In New York City, where the Uber driver recruiting practice started, there is a system of taxi monopoly that has existed since the 1930s. Rather than providing as many taxis as the city needs, taxi companies have limited the number of medallions (allowing drivers to operate legally) to exactly 13,237. This limit ensures profits for the medallion owners; they have increased in value more than 1,000 percent since 1980. That’s certainly not about serving riders.
Some sharing economy businesses are more committed to serving their customers or doing something useful for the world, while others are more focused on money. Just like more traditional businesses. People who are shocked about peer to peer companies engaging in standard capitalist business practices are missing the point of these businesses.

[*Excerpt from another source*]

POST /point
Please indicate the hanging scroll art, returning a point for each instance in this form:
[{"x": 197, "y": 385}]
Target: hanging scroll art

My goal is to find peer to peer services that are making travel easier and cheaper for me. For these businesses to continue operating I expect they will be making money off this venture. Of course I’d rather if these companies were also helping the world, but aside from the accidental benefits to the environment and expanding cultural exchange, I don’t expect this. There are exceptions, for instance, mmMule, a peer to peer delivery company, runs a side program they call AngleMule through which they help travelers volunteer to bring supplies to community organizations in need. This is a way for mmMule, a for profit company, to use their platform for some social good.

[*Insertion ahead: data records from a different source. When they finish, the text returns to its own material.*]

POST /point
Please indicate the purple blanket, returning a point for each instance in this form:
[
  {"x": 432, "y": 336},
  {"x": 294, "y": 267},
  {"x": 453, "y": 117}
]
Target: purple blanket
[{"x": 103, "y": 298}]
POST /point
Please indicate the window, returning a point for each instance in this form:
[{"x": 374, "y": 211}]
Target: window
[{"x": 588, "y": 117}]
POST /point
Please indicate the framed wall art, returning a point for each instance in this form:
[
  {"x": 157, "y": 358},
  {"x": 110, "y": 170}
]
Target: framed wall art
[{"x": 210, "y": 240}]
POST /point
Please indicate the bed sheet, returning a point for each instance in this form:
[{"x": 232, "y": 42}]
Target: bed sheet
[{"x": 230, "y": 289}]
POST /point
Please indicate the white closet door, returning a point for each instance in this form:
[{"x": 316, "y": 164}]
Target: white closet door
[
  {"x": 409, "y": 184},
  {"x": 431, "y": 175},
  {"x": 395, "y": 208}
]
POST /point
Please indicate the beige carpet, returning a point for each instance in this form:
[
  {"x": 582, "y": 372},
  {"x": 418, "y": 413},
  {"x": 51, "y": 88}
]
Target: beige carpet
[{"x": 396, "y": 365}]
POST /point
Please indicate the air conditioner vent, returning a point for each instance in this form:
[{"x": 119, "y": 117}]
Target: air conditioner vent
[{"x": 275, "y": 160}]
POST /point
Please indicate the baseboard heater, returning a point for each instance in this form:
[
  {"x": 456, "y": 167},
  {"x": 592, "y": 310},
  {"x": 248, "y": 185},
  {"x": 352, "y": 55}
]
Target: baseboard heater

Relative social good may have an influence on which peer to peer delivery company I use, if I have a choice. But the truth is, many capitalist businesses make large donations to charities, both as tax write offs and to help their image (and sometimes they might even believe in the cause). Information about these donations has rarely impacted my choice of which business to use and I suspect I’m not alone. Wells Fargo was the top corporate donator in America in 2012, but I’ve never heard anyone say this impacted their choice of banks. It’s possible users of the sharing economy will be more demanding about social good than users of the rest of the economy. But in most sectors I don’t think this will be true.
In the end I think competitive/underhanded business practices by Uber and Lyft are not likely to drive many users away. For most people the choice of which ride service to use, as with most other purchases, comes down to price and convenience, with a heavy dose of habit. Sharing economy proponents are setting themselves up for disappointment if they expect peer to peer for-profit enterprises to be significantly different from other for-profit businesses.